Monday, April 4, 2011

Charter Schools Demanding Higher Tuitions, and Getting Them. Taxpayers Soon to Realize They’ve been Taken.


Both voucher and charter schools are demanding higher student fees from state taxpayers, behind the scenes, but no one is hearing about it. They’re complaining they can’t make the kind of improvements they would like, because they can’t compete with public educations per student rate. It’s another excuse, and portends higher taxpayer contributions to private industry.
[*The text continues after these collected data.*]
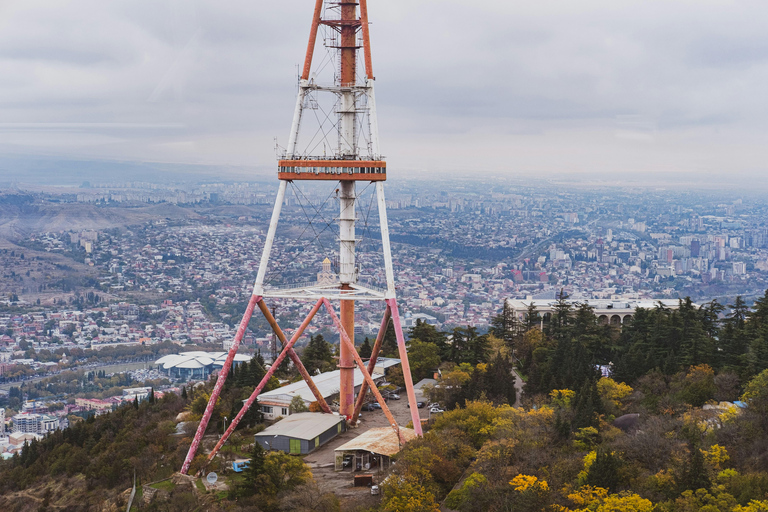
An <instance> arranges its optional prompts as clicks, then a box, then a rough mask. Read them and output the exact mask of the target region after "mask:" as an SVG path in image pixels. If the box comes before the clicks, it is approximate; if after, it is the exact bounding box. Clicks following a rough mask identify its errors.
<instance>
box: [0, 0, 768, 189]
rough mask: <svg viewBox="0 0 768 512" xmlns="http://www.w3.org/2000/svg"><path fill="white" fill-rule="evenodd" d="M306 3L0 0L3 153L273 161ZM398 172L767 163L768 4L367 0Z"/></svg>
mask: <svg viewBox="0 0 768 512" xmlns="http://www.w3.org/2000/svg"><path fill="white" fill-rule="evenodd" d="M313 3H314V2H313V1H312V0H280V1H277V2H274V1H273V2H264V1H257V0H249V1H245V0H229V1H226V2H220V1H213V0H151V1H144V0H130V1H127V0H126V1H123V0H109V1H104V0H77V1H69V2H67V1H63V0H23V1H21V0H0V150H2V151H3V152H6V153H16V154H31V155H62V156H67V157H78V158H109V159H123V160H150V161H164V162H189V163H207V164H221V165H245V166H250V167H254V168H262V169H267V168H269V169H271V168H273V166H274V163H275V162H274V158H275V157H274V152H273V137H275V136H276V137H278V140H279V141H280V142H282V143H283V144H285V142H286V140H287V137H288V130H289V127H290V122H291V116H292V111H293V103H294V100H295V94H296V66H297V64H298V63H299V62H301V61H302V60H303V53H304V49H305V47H306V41H307V35H308V29H309V22H310V18H311V14H312V8H313ZM369 11H370V19H371V21H372V22H373V24H372V26H371V38H372V44H373V64H374V72H375V75H376V77H377V81H376V87H377V93H376V94H377V101H378V109H379V119H380V137H381V141H382V150H383V152H384V153H385V154H386V155H387V156H388V160H389V168H390V169H392V170H393V171H396V170H407V171H409V172H410V171H420V172H424V173H425V175H426V172H428V171H444V170H449V171H452V172H467V173H471V172H479V171H482V170H489V171H492V172H495V173H502V172H503V173H509V174H510V175H513V174H520V173H538V174H542V175H546V174H565V173H573V174H576V173H589V172H600V173H616V175H617V176H632V175H637V173H641V172H642V173H646V174H647V175H649V176H654V175H659V174H660V173H665V172H677V173H690V174H691V175H692V176H696V177H700V176H713V177H729V176H733V177H744V176H755V175H759V174H758V173H763V172H765V171H766V170H768V158H767V157H768V143H767V142H766V141H768V100H767V97H768V92H767V91H768V30H766V26H768V3H766V2H765V1H764V0H755V1H749V0H744V1H734V2H729V1H715V0H690V1H688V0H641V1H622V0H606V1H599V0H579V1H565V0H539V1H536V2H510V1H508V0H505V1H498V0H487V1H485V2H475V1H468V0H464V1H456V0H439V1H437V0H369Z"/></svg>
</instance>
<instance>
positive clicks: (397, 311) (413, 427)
mask: <svg viewBox="0 0 768 512" xmlns="http://www.w3.org/2000/svg"><path fill="white" fill-rule="evenodd" d="M387 304H389V307H390V309H391V310H392V323H393V324H394V327H395V336H397V350H398V351H399V352H400V364H401V365H402V367H403V380H405V391H406V393H407V394H408V404H409V405H410V406H411V419H412V420H413V429H414V430H415V431H416V435H418V436H420V435H422V431H421V419H420V418H419V409H418V408H417V407H416V392H415V391H414V390H413V377H411V365H410V364H409V363H408V352H407V351H406V350H405V338H403V327H402V325H401V324H400V312H399V311H398V310H397V301H396V300H395V299H387Z"/></svg>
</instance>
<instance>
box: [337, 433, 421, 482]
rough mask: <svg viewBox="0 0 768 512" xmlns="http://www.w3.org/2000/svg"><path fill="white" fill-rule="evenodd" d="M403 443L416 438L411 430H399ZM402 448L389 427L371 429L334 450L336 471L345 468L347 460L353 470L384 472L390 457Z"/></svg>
mask: <svg viewBox="0 0 768 512" xmlns="http://www.w3.org/2000/svg"><path fill="white" fill-rule="evenodd" d="M400 432H402V434H403V437H404V438H405V441H406V442H408V441H411V440H412V439H415V438H416V432H415V431H414V430H413V429H411V428H401V429H400ZM402 447H403V444H402V442H401V440H400V437H399V436H398V435H397V432H395V431H394V430H393V429H392V428H390V427H381V428H372V429H370V430H368V431H366V432H363V433H362V434H360V435H359V436H357V437H356V438H354V439H352V440H351V441H348V442H346V443H344V444H343V445H341V446H339V447H338V448H336V449H335V450H334V453H335V455H336V471H342V470H343V469H344V468H345V464H344V461H345V460H349V462H350V464H349V465H348V466H346V467H350V468H352V469H353V470H356V469H361V470H366V471H368V470H370V469H374V468H375V469H378V470H380V471H386V470H388V469H389V466H390V464H391V463H392V456H393V455H395V454H396V453H398V452H399V451H400V450H401V449H402Z"/></svg>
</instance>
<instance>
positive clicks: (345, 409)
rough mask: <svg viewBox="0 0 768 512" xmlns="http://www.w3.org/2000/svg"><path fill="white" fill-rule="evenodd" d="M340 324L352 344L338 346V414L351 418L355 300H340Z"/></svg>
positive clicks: (354, 396) (353, 370)
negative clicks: (338, 404) (343, 327)
mask: <svg viewBox="0 0 768 512" xmlns="http://www.w3.org/2000/svg"><path fill="white" fill-rule="evenodd" d="M342 289H348V290H351V288H350V286H349V285H342ZM341 325H343V326H344V330H345V331H347V335H348V336H349V338H350V341H352V346H351V347H350V346H349V345H347V344H346V343H343V342H342V343H340V346H339V373H340V375H339V378H340V382H339V414H340V415H342V416H345V417H346V418H347V419H351V418H352V416H353V414H354V412H355V360H354V358H353V355H352V352H354V351H355V349H354V344H355V301H353V300H342V301H341ZM340 341H341V340H340Z"/></svg>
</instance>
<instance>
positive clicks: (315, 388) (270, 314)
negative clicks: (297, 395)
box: [258, 300, 331, 413]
As proof, there’s already a large charter chain raking it in. And this is only the beginning:
NY Times: KIPP  charter schools receive more money than traditional schools and have a high number of African-American male students leave before reaching high school, according to a new study by Western Michigan University researchers. 
Those factors led the researchers to question the success of the phenom charter network of the Knowledge is Power program. (KIPP does not have any charter schools in Wisconsin.)
In the study, “What Makes KIPP Work? A Study of Student Characteristics, Attrition and School Finance,” Gary Miron and two other Western Michigan researchers … said their goal was to examine the network’s methods and model to see whether they could be replicated widely … the study concludes that KIPP schools enjoy significant financial advantages over traditional public schools.
 
By analyzing Department of Education databases for the 2007-8 school year, the researchers calculated that the KIPP network received $12,731 in taxpayer money per student, compared with $11,960 at the average traditional public school and $9,579, on average, at charter schools nationwide. In addition, KIPP generated $5,760 per student from private donors, the study said, based on a review of KIPP’s nonprofit filings with the Internal Revenue Service.
Don’t be swayed by the KIPP supporters excuse that the lowest paying state, California, skewed the per student rate average. It may have, but that doesn’t excuse the higher rates everywhere else. Rates that will only go higher, and that’s my point.
Bruce Fuller, an education professor at the University of California, Berkeley, called the study’s financial analysis “eye-opening.” 
“As wealthy donors have invested in KIPP, they have helped to demonstrate how a well-endowed, inspirationally run charter school can lift poor children,” Mr. Fuller said. “The question raised by this study is whether the model could be replicated if wealthy donors were to walk away.”
That’s an acceptable direction of the charter schools model?

1 comment:

  1. Every day here in Ohio you get your paper and there is one god awful Kasich story after another. This is the latest. Sadly, I would not count on the "taxpayers soon to realize they've been taken in" to happen anytime soon.